Department officials Dennis Brown and Paul Foster said the
department's review of Sunoco's applications for the permits,
along with subsequent responses to requests for additional
information, found them 'administratively complete' and,
therefore, acceptable at this stage of the process to justify
granting the requested permits.
Hearing
officer Rod Thompson denied Muller's earlier request to recess
the hearing "until we can get someone [from the company] here
who can answer the questions." Martini and Braun were the only
persons to speak on behalf of Sunoco at the hearing.
After the
hearing, George Lossé, president of the Claymont Coalition, told
Delaforum that he is satisfied that Sunoco is addressing the
'flaring' problem in an acceptable manner. "If DNREC is
satisfied [with the applications], the community is satisfied,"

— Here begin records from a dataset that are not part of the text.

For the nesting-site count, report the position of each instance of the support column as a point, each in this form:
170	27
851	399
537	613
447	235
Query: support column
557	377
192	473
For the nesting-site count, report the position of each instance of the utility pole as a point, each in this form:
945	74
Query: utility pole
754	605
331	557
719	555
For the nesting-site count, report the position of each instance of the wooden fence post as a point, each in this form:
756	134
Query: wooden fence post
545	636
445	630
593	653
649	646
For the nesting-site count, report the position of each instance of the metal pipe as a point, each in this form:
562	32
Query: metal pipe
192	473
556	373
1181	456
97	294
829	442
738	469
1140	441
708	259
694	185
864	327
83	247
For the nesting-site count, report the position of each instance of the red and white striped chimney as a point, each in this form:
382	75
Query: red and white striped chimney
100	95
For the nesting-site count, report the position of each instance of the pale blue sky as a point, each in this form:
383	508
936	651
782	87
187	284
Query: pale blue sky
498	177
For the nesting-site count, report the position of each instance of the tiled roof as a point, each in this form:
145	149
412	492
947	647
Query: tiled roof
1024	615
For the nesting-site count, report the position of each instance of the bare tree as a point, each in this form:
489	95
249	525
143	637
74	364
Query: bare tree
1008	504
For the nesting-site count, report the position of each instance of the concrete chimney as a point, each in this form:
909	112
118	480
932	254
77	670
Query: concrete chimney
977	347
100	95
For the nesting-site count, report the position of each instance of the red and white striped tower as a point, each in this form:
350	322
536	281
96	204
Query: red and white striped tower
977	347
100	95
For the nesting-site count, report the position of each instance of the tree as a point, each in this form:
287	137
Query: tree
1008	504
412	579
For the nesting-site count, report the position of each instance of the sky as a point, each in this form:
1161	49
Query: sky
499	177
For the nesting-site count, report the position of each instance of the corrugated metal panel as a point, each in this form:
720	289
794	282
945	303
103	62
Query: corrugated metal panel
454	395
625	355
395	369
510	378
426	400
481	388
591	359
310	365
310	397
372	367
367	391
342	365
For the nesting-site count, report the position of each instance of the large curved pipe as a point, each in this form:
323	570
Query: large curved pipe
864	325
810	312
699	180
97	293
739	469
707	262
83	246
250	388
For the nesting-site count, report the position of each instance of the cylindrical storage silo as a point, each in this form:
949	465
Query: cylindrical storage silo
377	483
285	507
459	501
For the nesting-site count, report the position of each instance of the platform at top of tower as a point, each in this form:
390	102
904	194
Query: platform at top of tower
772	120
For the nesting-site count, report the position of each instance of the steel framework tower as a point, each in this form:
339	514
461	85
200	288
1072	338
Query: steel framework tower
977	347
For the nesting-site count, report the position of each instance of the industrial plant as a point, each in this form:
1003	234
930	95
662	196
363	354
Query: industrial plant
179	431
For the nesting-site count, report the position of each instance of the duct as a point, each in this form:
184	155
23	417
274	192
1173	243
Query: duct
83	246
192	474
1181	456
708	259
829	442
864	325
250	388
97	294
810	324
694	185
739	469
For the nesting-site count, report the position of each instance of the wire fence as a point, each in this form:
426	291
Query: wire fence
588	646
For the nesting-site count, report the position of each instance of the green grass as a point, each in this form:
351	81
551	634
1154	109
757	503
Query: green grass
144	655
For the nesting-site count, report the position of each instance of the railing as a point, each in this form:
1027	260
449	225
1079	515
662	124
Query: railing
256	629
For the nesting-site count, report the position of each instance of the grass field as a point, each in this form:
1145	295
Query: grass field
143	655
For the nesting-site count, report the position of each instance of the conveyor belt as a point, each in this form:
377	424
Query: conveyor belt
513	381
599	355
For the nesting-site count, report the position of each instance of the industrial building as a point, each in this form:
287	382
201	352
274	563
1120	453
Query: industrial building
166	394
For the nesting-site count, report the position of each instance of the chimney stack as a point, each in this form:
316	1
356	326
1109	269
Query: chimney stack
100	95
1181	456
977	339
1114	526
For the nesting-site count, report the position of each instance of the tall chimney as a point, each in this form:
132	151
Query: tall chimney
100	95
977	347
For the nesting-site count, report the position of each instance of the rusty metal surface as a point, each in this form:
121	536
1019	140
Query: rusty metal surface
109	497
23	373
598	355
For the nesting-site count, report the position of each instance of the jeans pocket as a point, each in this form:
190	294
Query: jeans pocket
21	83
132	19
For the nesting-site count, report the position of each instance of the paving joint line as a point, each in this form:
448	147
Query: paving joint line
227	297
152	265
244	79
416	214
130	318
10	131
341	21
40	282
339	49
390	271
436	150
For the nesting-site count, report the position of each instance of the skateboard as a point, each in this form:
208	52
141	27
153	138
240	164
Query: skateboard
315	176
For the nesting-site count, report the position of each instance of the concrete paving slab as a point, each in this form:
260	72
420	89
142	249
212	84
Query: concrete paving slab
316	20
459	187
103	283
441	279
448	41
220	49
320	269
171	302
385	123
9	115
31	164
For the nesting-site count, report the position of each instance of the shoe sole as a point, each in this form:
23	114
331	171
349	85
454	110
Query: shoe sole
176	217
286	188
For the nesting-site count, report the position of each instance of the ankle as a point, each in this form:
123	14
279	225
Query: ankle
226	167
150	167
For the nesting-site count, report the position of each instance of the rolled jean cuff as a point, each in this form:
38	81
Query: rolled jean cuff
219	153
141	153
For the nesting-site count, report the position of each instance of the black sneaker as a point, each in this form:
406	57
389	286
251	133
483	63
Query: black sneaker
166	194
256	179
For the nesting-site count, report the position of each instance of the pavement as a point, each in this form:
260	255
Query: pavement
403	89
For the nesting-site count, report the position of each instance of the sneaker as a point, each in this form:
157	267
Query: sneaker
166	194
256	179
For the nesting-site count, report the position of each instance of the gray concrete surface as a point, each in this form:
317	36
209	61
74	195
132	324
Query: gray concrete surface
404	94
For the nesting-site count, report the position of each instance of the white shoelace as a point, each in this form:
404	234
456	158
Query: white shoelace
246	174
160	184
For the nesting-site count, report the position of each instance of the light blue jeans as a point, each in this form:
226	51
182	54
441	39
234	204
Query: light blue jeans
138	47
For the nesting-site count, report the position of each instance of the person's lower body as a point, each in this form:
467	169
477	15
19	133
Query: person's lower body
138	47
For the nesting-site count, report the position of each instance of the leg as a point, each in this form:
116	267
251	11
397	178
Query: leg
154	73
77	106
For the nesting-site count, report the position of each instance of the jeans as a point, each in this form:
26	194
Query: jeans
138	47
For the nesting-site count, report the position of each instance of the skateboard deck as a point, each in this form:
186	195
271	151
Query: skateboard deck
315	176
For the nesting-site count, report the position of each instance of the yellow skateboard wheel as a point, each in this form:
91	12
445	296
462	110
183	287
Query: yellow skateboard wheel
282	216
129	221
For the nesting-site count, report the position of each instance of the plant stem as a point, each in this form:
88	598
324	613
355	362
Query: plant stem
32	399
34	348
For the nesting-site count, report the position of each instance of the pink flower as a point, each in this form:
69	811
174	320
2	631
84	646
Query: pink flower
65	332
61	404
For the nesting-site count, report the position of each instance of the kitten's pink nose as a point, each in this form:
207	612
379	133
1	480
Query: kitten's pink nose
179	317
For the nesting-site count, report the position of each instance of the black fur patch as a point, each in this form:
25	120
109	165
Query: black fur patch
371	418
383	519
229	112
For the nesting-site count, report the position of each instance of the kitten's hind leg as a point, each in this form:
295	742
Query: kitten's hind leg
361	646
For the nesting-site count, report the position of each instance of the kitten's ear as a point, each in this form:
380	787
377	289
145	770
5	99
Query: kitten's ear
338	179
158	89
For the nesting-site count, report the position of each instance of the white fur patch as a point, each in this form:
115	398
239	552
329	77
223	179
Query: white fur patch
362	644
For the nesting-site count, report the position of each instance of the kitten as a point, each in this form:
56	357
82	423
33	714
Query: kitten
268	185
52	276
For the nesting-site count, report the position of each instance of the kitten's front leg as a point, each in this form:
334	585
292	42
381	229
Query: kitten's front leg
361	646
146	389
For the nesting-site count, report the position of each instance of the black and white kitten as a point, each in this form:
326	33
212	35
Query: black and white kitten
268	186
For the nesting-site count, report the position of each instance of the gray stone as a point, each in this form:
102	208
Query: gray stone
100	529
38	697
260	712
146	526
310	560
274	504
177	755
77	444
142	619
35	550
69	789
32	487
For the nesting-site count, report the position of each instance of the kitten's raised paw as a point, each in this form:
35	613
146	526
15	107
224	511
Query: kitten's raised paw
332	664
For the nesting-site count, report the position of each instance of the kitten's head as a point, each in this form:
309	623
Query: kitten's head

he said. "The important thing is to get this done quickly." The
coalition has spearheaded community response to the situation
and, to a large degree, instigated the response which led to the
agreement to build the sulfur-recovery unit. Lossé did not
testify at the hearing.
The
environmental representatives were, if anything, more critical
of the environmental control department than they were of
Sunoco.
Noting
that a set of 'groundrules' distributed before the hearing ruled
out discussing eight points -- including the General Chemical
situation and what happens on the Pennsylvania side of the
refinery, which is much bigger than the Delaware side -- Mary
Ann McGonegal, of Common Cause of Delaware, said that rendered
the hearing "a sham." She intimated that the exclusions were the
result of the department's "collusion" with the company to
enable it to make its case in the best possible light.
Thompson
said the 'groundrules' were an interim arrangement decided upon
by John Hughes, environmental secretary in the governor's
cabinet and executive head of the department, pending the
drafting of new rules and procedures for conducting public
hearings. Nevertheless, he was liberal in enforcing them at the
hearing. For instance, he allowed testimony to the effect that
the three boilers to be shut down in the Delaware side will be
join four on the other side to be replaced by a new electricity
plant to be built for Florida Power & Light on leased space on
the Pennsylvania side of the refinery. That plant will
provide steam to the refinery but mainly is intended to enable
the utility company to enter the commercial electricity market
in this region.
There was
no indication when Hughes will decide on whether to issue the
permits to Sunoco nor what other federal or Pennsylvania permits
are required before construction of the new unit can begin.